For professional dancer and teacher Isis Avalos, dance is more than physical movement—it’s a sacred expression of her spirituality, a way to connect with something beyond herself.
“That's what I feel I'm connected the most [with] in my spirit and in my being,” she said. In times of grief, change and loneliness, movement has been her lifeline—a way to return to herself and find healing.
She remembers being the girl who organized the first dance team in her middle school in South Texas, choreographing routines from her favorite songs playing on MTV. “I would always imagine myself, like one day I'm gonna live in a big city, one day I'm gonna dance,” said Avalos.
But dance quickly became more than a creative outlet. It became her refuge.

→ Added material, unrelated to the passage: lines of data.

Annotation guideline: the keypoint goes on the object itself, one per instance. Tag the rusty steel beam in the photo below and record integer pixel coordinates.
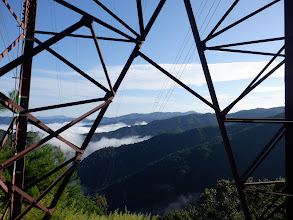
(140, 19)
(44, 140)
(288, 4)
(86, 36)
(247, 42)
(116, 17)
(60, 191)
(24, 95)
(245, 51)
(6, 51)
(90, 17)
(7, 132)
(101, 56)
(221, 20)
(65, 105)
(72, 66)
(14, 15)
(241, 20)
(220, 117)
(5, 69)
(35, 201)
(32, 119)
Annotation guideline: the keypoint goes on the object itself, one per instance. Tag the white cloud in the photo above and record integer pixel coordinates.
(113, 142)
(74, 135)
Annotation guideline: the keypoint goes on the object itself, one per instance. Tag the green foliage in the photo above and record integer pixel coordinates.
(188, 213)
(41, 161)
(222, 202)
(13, 95)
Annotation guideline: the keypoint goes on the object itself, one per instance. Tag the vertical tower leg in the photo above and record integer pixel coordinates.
(289, 105)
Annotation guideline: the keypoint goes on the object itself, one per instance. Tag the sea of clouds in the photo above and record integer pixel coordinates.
(76, 136)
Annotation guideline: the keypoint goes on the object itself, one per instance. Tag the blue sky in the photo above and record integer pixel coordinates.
(169, 43)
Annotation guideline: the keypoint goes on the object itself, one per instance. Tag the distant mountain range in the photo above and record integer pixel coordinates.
(182, 123)
(129, 119)
(148, 176)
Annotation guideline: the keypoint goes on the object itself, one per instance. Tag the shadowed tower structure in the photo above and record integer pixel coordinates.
(33, 46)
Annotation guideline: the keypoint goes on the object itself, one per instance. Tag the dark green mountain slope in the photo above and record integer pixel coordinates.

In high school, she struggled with body image and an eating disorder. The mirror became a place of pain. Movement, on the other hand, felt like freedom. “I couldn’t escape the mirror,” she said. “But I could escape when I was dancing. I felt like I wasn't lacking anything. I was enough. When I was moving and dancing in my body, there were moments where I would dance and then feel like so powerful […] I was like a superhero when I was fully in my body.”
After graduating with a degree in dance from the University of North Texas, Avalos moved to Los Angeles to pursue her lifelong dream. Within a year and a half, she joined a prestigious dance company and went on tour. New York City was her first stop, and she was thrilled to be living her dream.
But the dream came with a cost. As the years passed, the joy that once animated her began to dim. The pressure to create, perform and survive as a working dancer in an underfunded field began to wear her down.
The tension reached a breaking point after Avalos became a mother. Though the company initially supported her maternity leave, she returned to growing discontent. She started advocating for dancers to receive credit for the pieces they created for the company. “I became basically like the voice in the company that was advocating for the dancers. Because […] I wasn't going to take it anymore. I had been in the company for a really long time,” she explained. The pushback was swift and painful.
In early 2020, just under a year after giving birth and suffering from postpartum depression, Avalos was let go. “It was a very traumatic exit for me,” she said. “I didn’t see it coming […] I was left with a broken heart.” Then the COVID-19 pandemic hit. “I was grieving my dance self. I was grieving my old self before being a mother, and then I was grieving the state of the world […] I stopped dancing probably for a whole year,” she said.
But healing doesn’t follow a set schedule—it unfolds in its own time. For Avalos, it began quietly, with pelvic floor exercises and gentle stretching. She started playing music in her kitchen, slowly reconnecting with her love for dance. “The music called to me and I would just break out into dance,” she explained. “And then I thought to myself, this is [it], this is the essence of dancing.” For her, this new and powerful chapter was not about accomplishment. It was about dancing simply because it brought her joy and the sense of being fully present in the moment.

In reclaiming dance, Avalos reimagined it—not as performance or perfection but as a vessel for healing. Out of that transformation came aTRAVIESA, a dance session and community space grounded in joy, movement and radical acceptance at Pieter Performance Space in Lincoln Heights. Avalos is currently on maternity leave and plans to resume classes in January 2026. You can stay updated by following her on Instagram.
The word—a play on the Spanish atravesar, meaning “to go through”—speaks to transformation, to the act of moving through change. For Avalos, everyone evolves through different versions of themselves, and her class offers space for that evolution. It’s also an invitation to be a traviesa—“cheeky”—throughout the process, “tapping into that grooviness of you, […] feeling good unapologetically,” she encouraged.
An aTRAVIESA class begins in a circle, where participants check in with their name, pronouns and intention for the session. Then, grounding and breathing practices are on the menu to bring awareness to the body and physical space. Through a curated playlist—soft R&B, boleros, reggaetón, salsa and Afro-Latin beats—the group moves together in guided rhythm. The energy builds slowly, from somatic exercises and gentle tapping to full-bodied jam sessions and collective movement with a modern dance background that she explains are accessible for all body types and most mobility capacities.
“I want to get you to that place where you start to feel the music, and don't judge yourself, don't judge yourself for it and just let it out,” she said, adding that dance is a powerful way to reconnect with the body—a form of expression that goes beyond words. She believes that when people move without self-judgment, they access a more profound truth about how they feel.

In a world that prioritizes mental productivity, she urges individuals to listen to their physical selves, seeing the body not as separate from the mind but as a vital source of insight and healing. To her, tuning into the body’s signals through movement is not only liberating, it’s essential to overall well-being—more impactful, even, than the constant mental chatter.
Avalos brings a joyful presence to every room—her laughter and energy have a way of lifting those around her. She embraces dance as sacred language—an intimate dialogue between her body and the divine, a channel through which she receives clarity, healing and purpose. In her view, the universe speaks in many forms—through people, nature, and the arts—but it is through movement that she feels most profoundly connected to her spirit. On the dance floor, each gesture becomes a form of prayer, each rhythm a reflection of something greater than herself.